About 96% of hepatitis B cases are in low- and middle-income countries, with the highest burden in Africa and the Western Pacific. For example, China has nearly 90 million people living with HBV. Our cost-effectiveness study comparing generic and brand antivirals in China was recognised by WHO and helped successfully negotiate lower drug prices for antivirals. Delays in scaling up treatment could have serious consequences. In our study, a one-year delay in reaching WHO’s 80% treatment target in China would lead to an additional 334,000 HBV-related deaths and US$55 billion in future healthcare costs. These analyses help inform policymakers and support evidence-based decision making.

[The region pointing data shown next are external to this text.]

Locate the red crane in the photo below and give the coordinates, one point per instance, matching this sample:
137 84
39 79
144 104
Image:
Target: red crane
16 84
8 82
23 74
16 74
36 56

Strengthening Health Technology Assessment in Low- and Middle-Income Countries
Building health technology assessment (HTA) capacity in low- and middle-income countries through education, better data systems, and integration into national health systems is essential. Engaging local stakeholders, developing local expertise, and improving data collection can help create sustainable HTA systems that support informed, equitable, and cost-effective healthcare resource allocation.
Focusing on the Burden of Delta Hepatitis
Hepatitis delta virus (HDV) is the most severe form of viral hepatitis, with high prevalence regions including Central and Western Africa, Central Asia, Mongolia, Pakistan, The Amazonian Basin in South America, Greenland, Pacific Islands such as Kiribati and Nauru, the Middle East, Eastern Europe and the Eastern Mediterranean. The best way to control HDV is through HBV prevention with vaccination. However, cost-effectiveness studies are needed to assess testing and treatment strategies, particularly in HBV-endemic areas.
Türkiye is one such endemic region for HDV. Together with my colleagues from Koç University School of Medicine, we conducted a meta-analysis to estimate the region specific HDV prevalence in Türkiye. Our study estimated that the prevalence among outpatient clinic HBV patients in Wester, Central, and Eastern Türkiye ranges from 2.1%-9.8%. One might assume that HDV is more readily diagnosed in a country like Türkiye, where the virus is endemic, however, there has been limited investigation into whether appropriate diagnostic protocols are consistently followed across different regions and types of healthcare institutes. In collaboration with many regional stakeholders, we are now conducting a study to assess adherence to recommended HDV testing practices in Türkiye. This research will help us understand gaps in HDV diagnosis and inform the development of cost-effectiveness models for universal HDV testing among HBV-infected individuals.